All of the islands, naturally, were also affected by the BP oil spill.
Louisianamoos: I have just learned this German word for Spanish moss (tillandsia
usneoides) from the German translation of The Awakening. It grows on trees in the South, in places where it is humid, and it
looks like long beards or witches’ or princesses’ hair blowing in the wind. It
makes landscapes look like fairylands, sometimes even “gothic.” Spanish moss used
to be used for upholstery and packaging, for mulching or for stuffing voodoo
dolls (cf. Wikipedia). Legends abound, and there are stories and songs about it.
It used to be important for the construction of Cajun homes, when it was used
for making bousillage (a mixture of Spanish moss and clay earth) as building material to fill
in the space between wooden posts for walls. The usage of bousillage in Louisiana has been documented since the early 1700s.
Acadian: From the French acadien, today Cajun. Descendants of
French settlers from Acadia (the Canadian provinces Nova Scotia, New Brunswick,
Prince Edward Island), who were deported by the British between 1755 and 1763
and settled for the most part in French-speaking Louisiana, where they were
able to maintain their rural, fishing-based culture.
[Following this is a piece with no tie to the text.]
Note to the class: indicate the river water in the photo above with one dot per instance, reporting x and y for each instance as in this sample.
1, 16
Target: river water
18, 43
The Cajun language has
seen a revival since the sixties, though Cajun culture (music, dances, food,
Mardi Gras) has stayed alive all along. Today some 5 percent of the population
still speaks French or Cajun French at home.
Creoles: Really the descendants of French or Spanish ancestors born in America,
such as Kate Chopin and her husband. Today the term Creole also designates the descendants of French-speaking blacks who came from
Haiti or other countries in the Caribbean, or were culturally French for other
reasons. Creoles with European roots often repudiate this usage of the term.
Kate
Chopin: Writer (1850-1904) from
St. Louis, Missouri, which was then mostly Creole, but where the German
influence has since come to dominate. In 1870 she married Oscar Chopin and
lived in New Orleans with him, but after his bankruptcy moved to Cloutierville,
Louisiana. She had six children. In 1882 her husband died, and two years later
she moved back to St. Louis, where she took up writing (mostly about Louisiana)
and hosted a literary salon. The Awakening caused an outcry, and Kate Chopin died without reaping her
much-deserved recognition. Her former home
and the museum in Cloutierville burned down a few years ago.